The problem, however, has become infinitely worse since 1983, when “Transport Tomorrow” was released, and then as now, the attitude of our elected leaders is to let the next guy deal with the problem. Is this responsible? No. Is it cowardly? Yes. Is it a blatant, intentional and knowing distortion of priorities that will threaten American prosperity, jobs, and lives? Absolutely….
Yesterday, a massive water main rupture shut down part of the Washington area Beltway, tying up traffic and swamping cars. From the Associated Press story:
“At one point, water from the broken main shot eight or nine feet in the air, said Lyn Riggins, a spokeswoman for the Washington Suburban Sanitary Commission. There was significant damage to the office park, with chunks of asphalt strewn across the parking lot, building windows shattered and three cars filled with water.
“It looks like somewhere where you would go white water rafting,” Riggins said.”
Advance reports discussing President Obama’s State of the Union message tonight note that he will be talking about, among other things, investing the nation’s resources on infrastructure renewal: roads, sewers, bridges and more. Already, Republican budget hawks and the conservative talk shows are mocking this as simply a euphemism for more “out of control spending.”
Addressing this country’s dangerously decrepit infrastructure will be expensive all right, but it is definitely an investment, and not undertaking it immediately is irresponsible, short-sighted, dangerous and foolish.,,
Spend the money, trillions if necessary, to repair and replace existing roads, railway beds, waterways, sewer systems, airports and bridges.

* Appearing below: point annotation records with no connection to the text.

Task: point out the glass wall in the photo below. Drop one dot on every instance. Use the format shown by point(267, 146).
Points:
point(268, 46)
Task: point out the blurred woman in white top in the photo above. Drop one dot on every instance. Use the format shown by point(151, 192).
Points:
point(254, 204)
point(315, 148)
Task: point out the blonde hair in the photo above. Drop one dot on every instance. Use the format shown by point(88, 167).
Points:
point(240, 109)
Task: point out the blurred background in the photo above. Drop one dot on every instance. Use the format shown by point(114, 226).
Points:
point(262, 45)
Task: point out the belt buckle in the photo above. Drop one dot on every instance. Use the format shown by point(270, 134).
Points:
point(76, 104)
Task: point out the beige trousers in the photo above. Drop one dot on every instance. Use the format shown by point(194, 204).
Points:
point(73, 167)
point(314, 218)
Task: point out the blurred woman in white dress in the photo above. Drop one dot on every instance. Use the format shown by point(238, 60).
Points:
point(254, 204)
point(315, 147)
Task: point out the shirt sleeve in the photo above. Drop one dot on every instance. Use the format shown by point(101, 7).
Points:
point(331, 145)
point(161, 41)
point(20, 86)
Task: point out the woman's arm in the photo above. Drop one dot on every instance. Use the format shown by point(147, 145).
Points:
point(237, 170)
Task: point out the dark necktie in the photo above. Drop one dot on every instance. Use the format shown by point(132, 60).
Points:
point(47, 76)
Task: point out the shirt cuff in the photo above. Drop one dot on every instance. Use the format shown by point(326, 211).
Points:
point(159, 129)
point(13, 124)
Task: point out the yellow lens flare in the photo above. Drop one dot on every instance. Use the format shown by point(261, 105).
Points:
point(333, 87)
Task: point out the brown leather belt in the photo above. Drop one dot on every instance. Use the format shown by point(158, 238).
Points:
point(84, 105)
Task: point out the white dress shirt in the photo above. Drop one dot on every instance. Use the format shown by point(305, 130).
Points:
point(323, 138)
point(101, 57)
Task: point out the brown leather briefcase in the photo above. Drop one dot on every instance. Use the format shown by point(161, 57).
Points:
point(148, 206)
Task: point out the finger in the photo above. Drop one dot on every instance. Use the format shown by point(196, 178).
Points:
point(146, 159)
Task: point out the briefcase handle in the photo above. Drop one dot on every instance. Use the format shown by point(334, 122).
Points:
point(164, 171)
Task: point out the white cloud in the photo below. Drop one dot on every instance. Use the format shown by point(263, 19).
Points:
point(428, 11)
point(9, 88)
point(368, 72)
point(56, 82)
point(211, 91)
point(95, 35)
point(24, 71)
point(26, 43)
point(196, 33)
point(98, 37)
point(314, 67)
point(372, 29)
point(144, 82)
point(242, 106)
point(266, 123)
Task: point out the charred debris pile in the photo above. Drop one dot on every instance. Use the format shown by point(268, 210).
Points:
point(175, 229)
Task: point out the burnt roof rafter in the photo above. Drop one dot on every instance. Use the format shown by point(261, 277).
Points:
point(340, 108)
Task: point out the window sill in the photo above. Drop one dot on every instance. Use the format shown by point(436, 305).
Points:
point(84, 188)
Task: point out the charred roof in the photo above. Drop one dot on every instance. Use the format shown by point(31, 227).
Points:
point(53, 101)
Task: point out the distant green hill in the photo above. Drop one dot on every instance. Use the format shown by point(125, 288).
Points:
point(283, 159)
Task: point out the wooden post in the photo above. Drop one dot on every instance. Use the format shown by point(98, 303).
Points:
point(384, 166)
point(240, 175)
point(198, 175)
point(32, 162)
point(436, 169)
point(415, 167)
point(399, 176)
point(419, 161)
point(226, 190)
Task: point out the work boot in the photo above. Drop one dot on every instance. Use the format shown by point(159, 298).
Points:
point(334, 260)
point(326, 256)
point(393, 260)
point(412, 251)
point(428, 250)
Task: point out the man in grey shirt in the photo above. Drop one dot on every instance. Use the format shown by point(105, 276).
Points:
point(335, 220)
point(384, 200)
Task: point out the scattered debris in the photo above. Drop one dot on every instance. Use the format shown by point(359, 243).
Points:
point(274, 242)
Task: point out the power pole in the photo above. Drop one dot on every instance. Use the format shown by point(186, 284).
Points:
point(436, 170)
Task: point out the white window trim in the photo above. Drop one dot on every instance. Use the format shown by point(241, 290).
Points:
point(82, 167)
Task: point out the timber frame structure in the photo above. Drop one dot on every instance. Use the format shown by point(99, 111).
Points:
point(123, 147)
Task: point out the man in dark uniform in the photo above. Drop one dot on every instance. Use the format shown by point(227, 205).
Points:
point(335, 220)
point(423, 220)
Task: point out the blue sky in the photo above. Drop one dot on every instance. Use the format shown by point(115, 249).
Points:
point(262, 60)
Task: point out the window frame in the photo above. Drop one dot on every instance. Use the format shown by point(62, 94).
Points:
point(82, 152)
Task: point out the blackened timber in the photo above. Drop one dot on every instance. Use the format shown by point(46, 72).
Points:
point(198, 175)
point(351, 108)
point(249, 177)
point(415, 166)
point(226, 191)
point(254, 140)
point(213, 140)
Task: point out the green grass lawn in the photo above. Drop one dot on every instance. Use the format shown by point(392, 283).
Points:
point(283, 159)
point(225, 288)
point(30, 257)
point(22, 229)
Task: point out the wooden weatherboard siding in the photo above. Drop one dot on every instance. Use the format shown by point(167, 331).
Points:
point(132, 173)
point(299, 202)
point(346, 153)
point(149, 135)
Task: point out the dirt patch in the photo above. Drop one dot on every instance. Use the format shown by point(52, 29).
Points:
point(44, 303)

It still won’t get us where we need to be, but we’ll be much better off than if we let the current deterioration continue, and we’ll save money in the long run, too—real savings, not phony health care reform savings that evaporate once reality kicks in.

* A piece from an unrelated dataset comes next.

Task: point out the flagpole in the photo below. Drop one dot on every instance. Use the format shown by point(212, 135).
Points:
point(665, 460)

There is no justification not to do this, nor is there any legitimate excuse for any elected official not to vote for it. (And no, not wanting to give the President a victory is not legitimate…or ethical, or patriotic.) Repairing the infrastructure isn’t “discretionary spending,” it is essential, unavoidable and cost-effective spending, unless it is diverted into new boondoggles and pork. No new structures, unless they replace unrepairable old ones. No light rail systems or bullet trains; what is needed is basic maintenance and repair….everywhere. It is already late, but “better late than never” has seldom been as appropriate.Will fixing the infrastructure add to the deficit? Not really, because it already is an expense that we know will have to be made, or else. If the sewer systems and waterworks break down, we start dying. If bridges collapse, we die too. That isn’t even mentioning the increasing costs in energy and commerce caused by a decaying transportation system. The sooner we pay for it, the less it will cost, so sooner is per se better for the economy…
Any pundit, politician or journalist who claims that spending to repair the crumbling—yes, that’s the right word—infrastructure is not an urgent, existentialist bi-partisan priority is either a liar or a fool.